レゴ®︎シリアスプレイ®︎メソッドとの関係

 レゴ®︎シリアスプレイ®︎メソッドと、この「真価を見出すインタビュー」は相性がいい。時間が許せば(このLSの実施標準時間は1時間とされている)、レゴ®︎シリアスプレイ®︎メソッドでぜひとも実施してほしいところだ。

 なぜなら、普段目を向けない(すなわち意識にそれほど上がらない)経験や知識にフォーカスして、それを引っ張り出そうとするような取り組みだからだ。

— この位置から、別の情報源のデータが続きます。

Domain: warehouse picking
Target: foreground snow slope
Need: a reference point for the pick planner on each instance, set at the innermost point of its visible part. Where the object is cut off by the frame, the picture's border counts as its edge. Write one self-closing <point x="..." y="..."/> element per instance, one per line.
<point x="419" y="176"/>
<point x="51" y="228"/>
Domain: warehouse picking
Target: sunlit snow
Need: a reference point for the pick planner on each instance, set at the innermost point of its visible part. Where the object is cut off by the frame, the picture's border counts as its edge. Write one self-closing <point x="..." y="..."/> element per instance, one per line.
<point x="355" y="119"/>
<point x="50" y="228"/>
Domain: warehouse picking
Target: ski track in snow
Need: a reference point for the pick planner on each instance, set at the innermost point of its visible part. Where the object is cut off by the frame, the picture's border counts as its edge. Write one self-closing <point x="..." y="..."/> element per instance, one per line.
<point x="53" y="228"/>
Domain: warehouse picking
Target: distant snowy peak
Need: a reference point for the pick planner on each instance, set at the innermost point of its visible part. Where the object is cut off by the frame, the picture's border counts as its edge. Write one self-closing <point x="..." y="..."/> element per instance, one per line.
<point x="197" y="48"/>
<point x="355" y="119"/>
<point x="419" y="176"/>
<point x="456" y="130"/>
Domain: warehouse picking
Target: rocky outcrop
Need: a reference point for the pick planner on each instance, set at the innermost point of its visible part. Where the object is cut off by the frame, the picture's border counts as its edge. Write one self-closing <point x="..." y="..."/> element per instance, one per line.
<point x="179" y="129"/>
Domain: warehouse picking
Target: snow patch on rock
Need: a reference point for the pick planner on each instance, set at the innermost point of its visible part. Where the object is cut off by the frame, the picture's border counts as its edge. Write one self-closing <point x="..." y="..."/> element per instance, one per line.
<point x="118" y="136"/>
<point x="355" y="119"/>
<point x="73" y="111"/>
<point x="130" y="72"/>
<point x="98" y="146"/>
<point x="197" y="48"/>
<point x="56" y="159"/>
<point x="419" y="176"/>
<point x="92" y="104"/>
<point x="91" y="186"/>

 参加者のそれぞれが語るさまざまなストーリーの中にどのような共通点があるのかについても、レゴ®︎シリアスプレイ®︎メソッドに沿えば、ブロックでポイントが語り手自身で表現されているため、聞き手による善悪の判断や聞き手に極端に引き寄せた解釈も入りにくい。

 ただし、モデルは作り手自身によって情報が整理されてくるので、基本的なことが抜けることがあるかもしれない。そこで、「インタビューの小技」で示されているように、モデルを見ながら、「いつ、どこで、誰が、どのように」のような基本事項や、「現状、障壁、行動、驚き、逆転、発見」のようなストーリーの構成要素は、ある程度、意識しながら話を聞き出すことが必要になるかもしれない。

 これらの重要な質問はカードにして参加者の手元におくことで、参加者の聞くスキルをカバーすることもできるだろう。